Elizabeth R. Young

Alternating layer addition approach to CdSe/CdS core/shell quantum dots with near-unity quantum yield and high on-time fractions

We report single-particle photoluminescence (PL) intermittency (blinking) with high on-time fractions in colloidal CdSe quantum dots (QD) with conformal CdS shells of 1.4 nm thickness, equivalent to approximately 4 CdS monolayers. All QDs observed displayed on-time fractions > 60% with the majority > 80%. The high-on-time-fraction blinking is accompanied by fluorescence quantum yields (QY) close to unity (up to 98% in an absolute QY measurement) when dispersed in organic solvents and a monoexponential ensemble photoluminescence (PL) decay lifetime. The CdS shell is formed in high synthetic yield using a modified selective ion layer adsorption and reaction (SILAR) technique that employs a silylated sulfur precursor. The CdS shell provides sufficient chemical and electronic passivation of the QD excited state to permit water solubilization with greater than 60% QY via ligand exchange with an imidazole-bearing hydrophilic polymer.

Photo-assisted water oxidation with cobalt-based catalyst formed from thin-film cobalt metal on silicon photoanodes

Integrating chemical catalysts for water splitting with photoanode materials is a longstanding challenge in demonstrating light-assisted water oxidation, a process which can be used for the generation of solar fuels. In this work we use a silicon photoanode as a substrate for processing cobalt metal films to form a cobalt-based water oxidation catalyst (Co–Pi) integrated with the silicon photoanode. The Co–Pi coated photoanodes show catalytic onset at 0.85 V under illumination, which is better than silicon photoanodes coated with ITO and solution-deposited Co–Pi (catalytic onset at 1.05 V) and significantly better photoanodes with only ITO contacts (catalytic activity onset at 1.6 V).

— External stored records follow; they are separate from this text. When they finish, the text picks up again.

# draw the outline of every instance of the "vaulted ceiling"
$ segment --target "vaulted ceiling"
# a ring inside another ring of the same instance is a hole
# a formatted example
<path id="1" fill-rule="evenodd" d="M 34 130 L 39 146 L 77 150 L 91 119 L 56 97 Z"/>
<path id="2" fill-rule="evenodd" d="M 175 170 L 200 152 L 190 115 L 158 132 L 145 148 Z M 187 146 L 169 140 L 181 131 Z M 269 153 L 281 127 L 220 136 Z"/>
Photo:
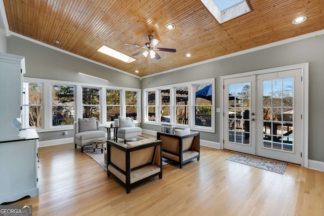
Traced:
<path id="1" fill-rule="evenodd" d="M 198 0 L 4 0 L 11 31 L 139 76 L 324 29 L 323 0 L 248 2 L 251 12 L 220 24 Z M 307 20 L 293 24 L 299 16 Z M 168 23 L 175 28 L 167 29 Z M 97 51 L 105 45 L 131 56 L 143 48 L 125 44 L 143 47 L 149 35 L 157 47 L 177 52 L 126 63 Z"/>

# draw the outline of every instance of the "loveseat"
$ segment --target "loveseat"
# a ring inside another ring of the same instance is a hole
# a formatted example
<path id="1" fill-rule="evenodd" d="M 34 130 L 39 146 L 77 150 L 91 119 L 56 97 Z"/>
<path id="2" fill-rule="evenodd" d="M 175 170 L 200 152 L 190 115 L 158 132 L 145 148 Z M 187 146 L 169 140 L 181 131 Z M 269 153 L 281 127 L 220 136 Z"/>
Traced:
<path id="1" fill-rule="evenodd" d="M 99 122 L 95 118 L 79 118 L 73 122 L 74 148 L 90 146 L 95 140 L 106 139 L 106 133 L 99 129 Z"/>
<path id="2" fill-rule="evenodd" d="M 162 178 L 162 142 L 155 138 L 137 137 L 126 144 L 107 141 L 107 175 L 114 177 L 126 187 L 126 192 L 136 184 L 158 176 Z"/>
<path id="3" fill-rule="evenodd" d="M 184 163 L 194 158 L 199 160 L 200 141 L 199 132 L 190 132 L 189 129 L 176 128 L 175 134 L 157 132 L 156 139 L 162 141 L 163 157 L 179 163 L 182 168 Z"/>

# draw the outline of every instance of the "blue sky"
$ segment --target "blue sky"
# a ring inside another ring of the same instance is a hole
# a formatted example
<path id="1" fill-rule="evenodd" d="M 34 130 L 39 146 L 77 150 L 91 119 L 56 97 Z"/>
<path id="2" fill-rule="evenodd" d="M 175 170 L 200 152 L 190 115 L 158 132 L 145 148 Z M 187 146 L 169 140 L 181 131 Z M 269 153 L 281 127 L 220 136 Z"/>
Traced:
<path id="1" fill-rule="evenodd" d="M 242 0 L 213 0 L 214 2 L 216 4 L 217 7 L 219 8 L 221 11 L 223 11 L 224 10 L 230 8 L 237 4 L 238 3 L 242 2 Z"/>

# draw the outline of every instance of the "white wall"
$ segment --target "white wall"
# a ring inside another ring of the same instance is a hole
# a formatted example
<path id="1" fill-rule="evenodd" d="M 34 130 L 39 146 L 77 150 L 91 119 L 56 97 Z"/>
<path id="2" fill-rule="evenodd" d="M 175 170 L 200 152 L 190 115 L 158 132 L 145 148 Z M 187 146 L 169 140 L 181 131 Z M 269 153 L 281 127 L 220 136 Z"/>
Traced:
<path id="1" fill-rule="evenodd" d="M 2 17 L 3 14 L 1 14 L 1 11 L 0 11 L 0 53 L 7 53 L 6 28 Z"/>

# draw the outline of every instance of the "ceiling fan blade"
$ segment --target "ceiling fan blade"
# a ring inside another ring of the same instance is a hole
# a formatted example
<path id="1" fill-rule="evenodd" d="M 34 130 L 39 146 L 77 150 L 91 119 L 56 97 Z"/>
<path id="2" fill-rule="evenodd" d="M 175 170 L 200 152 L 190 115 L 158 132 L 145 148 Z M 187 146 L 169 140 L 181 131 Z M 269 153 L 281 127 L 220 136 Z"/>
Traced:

Direct formation of a water oxidation catalyst from thin-film cobalt

A cobalt-based water oxidation catalyst may be grown from sputter-deposited thin films (800 nm thick) of cobalt metal on a non-conductive glass substrate. Chemical composition and function of the catalyst prepared in this manner are similar to that for catalyst films prepared by electrodeposition of the catalyst from aqueous solutions of Co2+ salts. The method permits water oxidation catalysis to be established from protective barrier layers on materials that otherwise experience corrosion under the aqueous oxidative conditions.

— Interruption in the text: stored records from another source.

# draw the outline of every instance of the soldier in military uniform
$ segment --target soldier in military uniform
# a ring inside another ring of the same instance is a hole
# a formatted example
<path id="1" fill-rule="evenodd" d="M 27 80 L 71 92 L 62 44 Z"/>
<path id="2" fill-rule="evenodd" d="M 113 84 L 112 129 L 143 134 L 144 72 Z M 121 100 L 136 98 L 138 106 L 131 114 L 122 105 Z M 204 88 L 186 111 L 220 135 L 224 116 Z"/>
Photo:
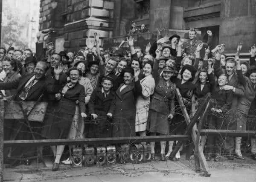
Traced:
<path id="1" fill-rule="evenodd" d="M 210 30 L 207 31 L 207 34 L 208 35 L 208 41 L 206 43 L 204 43 L 204 47 L 207 48 L 209 45 L 210 45 L 212 40 L 212 34 Z M 182 47 L 184 49 L 184 52 L 187 55 L 191 55 L 195 56 L 195 51 L 198 44 L 203 43 L 202 40 L 200 40 L 196 38 L 197 32 L 194 29 L 190 29 L 189 32 L 189 40 L 183 44 Z M 204 52 L 204 49 L 201 50 Z M 204 53 L 200 52 L 201 57 L 203 57 Z"/>

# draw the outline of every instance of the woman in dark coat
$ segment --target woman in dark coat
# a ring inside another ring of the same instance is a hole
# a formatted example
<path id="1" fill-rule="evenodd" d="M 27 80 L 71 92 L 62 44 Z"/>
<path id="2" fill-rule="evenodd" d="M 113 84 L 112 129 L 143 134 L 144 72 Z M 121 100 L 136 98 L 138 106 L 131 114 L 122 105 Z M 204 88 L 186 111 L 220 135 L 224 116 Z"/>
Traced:
<path id="1" fill-rule="evenodd" d="M 134 73 L 131 67 L 123 69 L 124 83 L 116 92 L 115 104 L 108 114 L 110 116 L 113 115 L 113 137 L 135 136 L 136 98 L 142 91 L 140 73 L 139 70 Z"/>
<path id="2" fill-rule="evenodd" d="M 60 66 L 59 65 L 59 66 Z M 68 75 L 70 80 L 61 89 L 60 93 L 55 95 L 59 101 L 53 108 L 54 119 L 51 129 L 52 139 L 66 139 L 68 136 L 73 118 L 76 110 L 76 101 L 79 101 L 81 116 L 87 117 L 85 114 L 84 88 L 79 83 L 82 75 L 81 71 L 76 68 L 72 68 Z M 64 145 L 51 146 L 55 155 L 52 170 L 58 170 Z"/>

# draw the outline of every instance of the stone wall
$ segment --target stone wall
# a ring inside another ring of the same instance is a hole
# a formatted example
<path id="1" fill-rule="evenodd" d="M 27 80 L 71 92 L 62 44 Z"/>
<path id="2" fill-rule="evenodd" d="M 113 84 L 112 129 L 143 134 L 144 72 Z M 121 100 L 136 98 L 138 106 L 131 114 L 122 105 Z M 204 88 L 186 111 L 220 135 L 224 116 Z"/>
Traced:
<path id="1" fill-rule="evenodd" d="M 95 32 L 112 37 L 113 9 L 111 0 L 41 0 L 40 30 L 53 29 L 52 38 L 64 37 L 65 50 L 76 52 Z"/>

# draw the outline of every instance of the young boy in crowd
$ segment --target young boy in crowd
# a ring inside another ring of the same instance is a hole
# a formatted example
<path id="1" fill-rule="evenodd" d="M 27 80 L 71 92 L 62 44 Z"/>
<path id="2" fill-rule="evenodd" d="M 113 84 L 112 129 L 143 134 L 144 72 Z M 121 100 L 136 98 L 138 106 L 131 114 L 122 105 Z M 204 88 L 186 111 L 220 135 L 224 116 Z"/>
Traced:
<path id="1" fill-rule="evenodd" d="M 212 87 L 212 98 L 215 101 L 215 105 L 211 109 L 212 113 L 209 115 L 208 129 L 227 130 L 227 121 L 226 117 L 231 112 L 233 99 L 233 93 L 231 90 L 223 89 L 223 87 L 228 83 L 227 76 L 226 74 L 221 74 L 215 82 L 214 75 L 211 70 L 211 63 L 209 63 L 208 79 Z M 209 147 L 207 147 L 206 159 L 210 160 L 211 157 L 213 156 L 212 154 L 215 153 L 214 161 L 219 161 L 221 147 L 225 143 L 224 140 L 220 135 L 218 136 L 208 136 L 207 139 Z M 215 152 L 214 152 L 215 151 Z"/>
<path id="2" fill-rule="evenodd" d="M 116 96 L 112 90 L 113 80 L 112 77 L 105 76 L 102 78 L 102 87 L 95 90 L 88 104 L 89 113 L 96 124 L 90 127 L 90 138 L 111 137 L 112 124 L 107 114 L 114 103 Z"/>

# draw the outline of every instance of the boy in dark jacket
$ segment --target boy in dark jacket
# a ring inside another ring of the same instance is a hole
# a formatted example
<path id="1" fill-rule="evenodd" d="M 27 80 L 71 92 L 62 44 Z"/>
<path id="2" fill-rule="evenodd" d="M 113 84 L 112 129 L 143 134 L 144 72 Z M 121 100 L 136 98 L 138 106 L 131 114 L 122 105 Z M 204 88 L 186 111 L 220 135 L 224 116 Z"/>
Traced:
<path id="1" fill-rule="evenodd" d="M 208 75 L 209 80 L 214 78 L 214 75 L 212 73 Z M 212 113 L 209 115 L 208 128 L 213 130 L 227 130 L 227 116 L 231 110 L 233 93 L 231 90 L 224 90 L 223 87 L 227 84 L 227 77 L 225 74 L 221 75 L 218 79 L 217 82 L 212 85 L 212 98 L 215 99 L 216 103 L 211 109 Z M 224 144 L 224 140 L 221 136 L 209 136 L 207 160 L 209 160 L 212 154 L 215 153 L 214 161 L 218 162 L 221 157 L 221 146 Z M 214 150 L 216 149 L 215 152 Z"/>
<path id="2" fill-rule="evenodd" d="M 89 113 L 96 122 L 90 127 L 89 137 L 91 138 L 111 137 L 112 124 L 107 117 L 111 107 L 113 107 L 116 96 L 112 90 L 113 79 L 105 76 L 101 83 L 102 87 L 95 90 L 88 104 Z"/>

Stabilized CdSe-CoPi Composite Photoanode for Light-Assisted Water Oxidation by Transformation of a CdSe/Cobalt Metal Thin Film

Integration of water splitting catalysts with visible-light-absorbing semiconductors would enable direct solar-energy-to-fuel conversion schemes such as those based on water splitting. A disadvantage of some common semiconductors that possess desirable optical bandgaps is their chemical instability under the conditions needed for oxygen evolution reaction (OER). In this study, we demonstrate the dual benefits gained from using a cobalt metal thin-film as the precursor for the preparation of cobalt-phosphate (CoPi) OER catalyst on cadmium chalcogenide photoanodes. The cobalt layer protects the underlying semiconductor from oxidation and degradation while forming the catalyst and simultaneously facilitates the advantageous incorporation of the cadmium chalcogenide layer into the CoPi layer during continued processing of the electrode. The resulting hybrid material forms a stable photoactive anode for light-assisted water splitting.

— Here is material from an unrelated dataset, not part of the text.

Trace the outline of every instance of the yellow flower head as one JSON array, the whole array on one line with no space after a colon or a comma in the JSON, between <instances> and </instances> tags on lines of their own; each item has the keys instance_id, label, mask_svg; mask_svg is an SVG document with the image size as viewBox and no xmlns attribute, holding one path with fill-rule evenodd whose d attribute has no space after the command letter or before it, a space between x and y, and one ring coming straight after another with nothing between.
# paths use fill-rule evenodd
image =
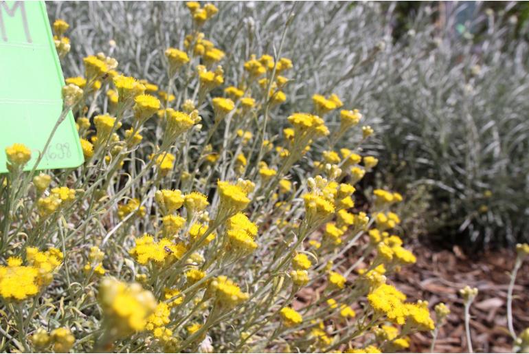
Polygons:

Lasing through a strongly-coupled mode by intra-cavity pumping

We demonstrate room temperature lasing through the polaritonic mode of a J-aggregate microcavity in which losses from exciton-exciton annihilation and slow polariton relaxation typical of direct J-aggregate excitation are circumvented via intra-cavity pumping. The pumping scheme utilizes an organic dye layer (DCM) within the cavity with an emission band overlapping the entire lower J-aggregate polariton branch spectrum, hence forcing DCM lasing to occur through the strongly-coupled mode. This cavity architecture, which separates strong coupling and gain into two materials, presents a general and flexible design for polariton devices and allows for the use of a wide range of materials, organic and inorganic, to be integrated into the cavity.

Spectral observation of conversion between ionized vs. non-ionized proton-coupled electron transfer interfaces

Two-point hydrogen bonding between acid and base functionalities provides a convenient method for the modular assembly of proton-coupled electron transfer (PCET) networks, especially when that interface comprises an amidinium and two-point anionic partner; a system is presented that permits the proton configuration within the interface to be determined when pK(a) values of the conjugate acids are known.

Fluorescence Enhancement Through Incorporation of Chromophores in Polymeric Nanoparticles

Incorporation of a pyrene chromophore on the surface of polymeric nanoparticles results in its fluorescence enhancement. Quantum yield and lifetime measurements suggest that the enrichment in fluorescent signal is due to the increase in the rigidity of the environment surrounding the fluorophores and that it is dependent on the particle size.